The wind power installation is, for example, in the form of a buoyancy rotor with a horizontal axis of rotation and preferably has three rotor blades on an aerodynamic rotor on the windward side.

The electrical phase section of the wind power installation that is connected to the aerodynamic rotor comprises substantially a generator, a converter connected to the generator and a (network) connection connected to the converter in order to connect the wind power installation to an electrical wind farm network or an electrical supply network, for example.

The generator is preferably in the form of a synchronous generator, for example a separately excited synchronous generator or a permanently excited synchronous generator.

The converter is preferably in the form of a power converter. This means, in particular, that the converter is used to convert electrical power generated by the generator.

The converter is also preferably integrated in the wind power installation as a full converter. This means, in particular, that the entire electrical power generated by the generator is passed via the converter and is therefore converted by the latter.

The converter is preferably in the form of an AC converter, also referred to as an AC/AC converter.
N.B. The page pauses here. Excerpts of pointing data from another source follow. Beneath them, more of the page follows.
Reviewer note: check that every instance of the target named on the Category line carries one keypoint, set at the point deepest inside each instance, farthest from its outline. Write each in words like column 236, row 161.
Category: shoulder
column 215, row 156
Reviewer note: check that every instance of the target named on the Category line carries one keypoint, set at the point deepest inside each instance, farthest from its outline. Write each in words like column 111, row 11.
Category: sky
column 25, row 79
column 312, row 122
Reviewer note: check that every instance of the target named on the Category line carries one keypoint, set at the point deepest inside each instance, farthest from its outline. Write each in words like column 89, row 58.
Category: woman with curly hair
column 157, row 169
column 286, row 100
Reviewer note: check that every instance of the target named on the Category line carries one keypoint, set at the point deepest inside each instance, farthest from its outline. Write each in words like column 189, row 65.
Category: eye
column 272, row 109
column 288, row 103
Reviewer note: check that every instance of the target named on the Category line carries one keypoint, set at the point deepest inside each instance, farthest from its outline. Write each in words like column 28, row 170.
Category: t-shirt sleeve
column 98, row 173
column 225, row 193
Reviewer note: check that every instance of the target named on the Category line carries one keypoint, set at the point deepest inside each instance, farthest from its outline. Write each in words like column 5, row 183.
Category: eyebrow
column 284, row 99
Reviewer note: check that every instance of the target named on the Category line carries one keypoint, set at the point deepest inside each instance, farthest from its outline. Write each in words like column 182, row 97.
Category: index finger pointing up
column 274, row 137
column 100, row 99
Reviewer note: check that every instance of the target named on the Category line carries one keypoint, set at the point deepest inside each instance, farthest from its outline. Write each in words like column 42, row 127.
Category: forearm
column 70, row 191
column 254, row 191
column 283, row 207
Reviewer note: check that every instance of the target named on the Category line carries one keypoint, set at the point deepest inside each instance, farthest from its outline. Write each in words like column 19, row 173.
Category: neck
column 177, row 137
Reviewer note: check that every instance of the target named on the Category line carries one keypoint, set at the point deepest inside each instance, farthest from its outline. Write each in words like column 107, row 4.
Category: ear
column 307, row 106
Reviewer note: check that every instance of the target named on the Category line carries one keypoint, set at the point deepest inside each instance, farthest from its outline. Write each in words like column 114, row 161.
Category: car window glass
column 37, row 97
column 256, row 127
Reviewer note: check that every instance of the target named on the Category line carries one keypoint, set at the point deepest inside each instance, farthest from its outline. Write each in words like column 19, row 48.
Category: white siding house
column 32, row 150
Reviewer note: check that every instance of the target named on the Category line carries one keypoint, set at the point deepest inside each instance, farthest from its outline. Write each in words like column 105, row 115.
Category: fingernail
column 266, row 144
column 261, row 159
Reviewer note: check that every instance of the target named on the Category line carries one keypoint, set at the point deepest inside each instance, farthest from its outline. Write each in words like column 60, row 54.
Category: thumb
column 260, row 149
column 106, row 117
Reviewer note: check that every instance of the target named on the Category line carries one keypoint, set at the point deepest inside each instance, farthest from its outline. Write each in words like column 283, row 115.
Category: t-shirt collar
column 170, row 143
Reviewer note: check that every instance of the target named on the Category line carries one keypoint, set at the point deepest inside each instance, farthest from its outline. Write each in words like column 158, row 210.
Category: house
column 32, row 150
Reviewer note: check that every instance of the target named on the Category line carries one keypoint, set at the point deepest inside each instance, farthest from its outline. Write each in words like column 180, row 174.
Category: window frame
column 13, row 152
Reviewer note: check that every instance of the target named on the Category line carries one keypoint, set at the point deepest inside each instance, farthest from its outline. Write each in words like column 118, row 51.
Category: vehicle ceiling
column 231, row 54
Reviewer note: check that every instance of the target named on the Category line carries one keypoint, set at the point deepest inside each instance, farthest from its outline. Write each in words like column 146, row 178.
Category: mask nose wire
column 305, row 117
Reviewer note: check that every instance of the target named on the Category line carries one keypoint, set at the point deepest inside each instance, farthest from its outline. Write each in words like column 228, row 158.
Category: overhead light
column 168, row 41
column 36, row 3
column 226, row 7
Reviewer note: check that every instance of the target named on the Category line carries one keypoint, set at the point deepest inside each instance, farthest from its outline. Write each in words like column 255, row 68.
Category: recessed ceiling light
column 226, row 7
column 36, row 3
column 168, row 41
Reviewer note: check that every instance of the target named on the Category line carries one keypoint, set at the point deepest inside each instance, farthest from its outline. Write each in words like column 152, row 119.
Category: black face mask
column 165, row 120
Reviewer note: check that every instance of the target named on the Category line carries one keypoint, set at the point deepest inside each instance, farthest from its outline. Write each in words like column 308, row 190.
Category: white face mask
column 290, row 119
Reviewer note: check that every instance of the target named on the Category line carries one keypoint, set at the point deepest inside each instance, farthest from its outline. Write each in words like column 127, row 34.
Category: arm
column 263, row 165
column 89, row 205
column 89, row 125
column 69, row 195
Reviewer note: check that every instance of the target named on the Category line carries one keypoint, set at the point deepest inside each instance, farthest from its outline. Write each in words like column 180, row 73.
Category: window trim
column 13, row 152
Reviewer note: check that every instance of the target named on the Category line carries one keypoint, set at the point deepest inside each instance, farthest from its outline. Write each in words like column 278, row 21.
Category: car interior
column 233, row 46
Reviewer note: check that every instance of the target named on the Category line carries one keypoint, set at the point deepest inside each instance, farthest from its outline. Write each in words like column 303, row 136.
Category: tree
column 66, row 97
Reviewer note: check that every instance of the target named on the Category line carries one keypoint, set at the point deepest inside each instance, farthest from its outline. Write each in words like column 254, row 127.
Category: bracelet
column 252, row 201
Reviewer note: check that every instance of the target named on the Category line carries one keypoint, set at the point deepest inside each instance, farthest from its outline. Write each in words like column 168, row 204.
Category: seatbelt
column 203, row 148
This means, in particular, that the converter has at least one rectifier and one inverter. The converter is particularly preferably in the form of a direct converter or as a converter with a DC voltage intermediate circuit. In one particularly preferred embodiment, the converter is in the form of a back-to-back converter.

The converter preferably has at least one generator-side active rectifier which is controlled by means of a control unit (e.g., controller) described herein and/or using a method described herein.

The generator preferably has two stator systems, in particular offset by 30°, which are each connected to an active rectifier and are each control separately from one another via a control unit (e.g., controller).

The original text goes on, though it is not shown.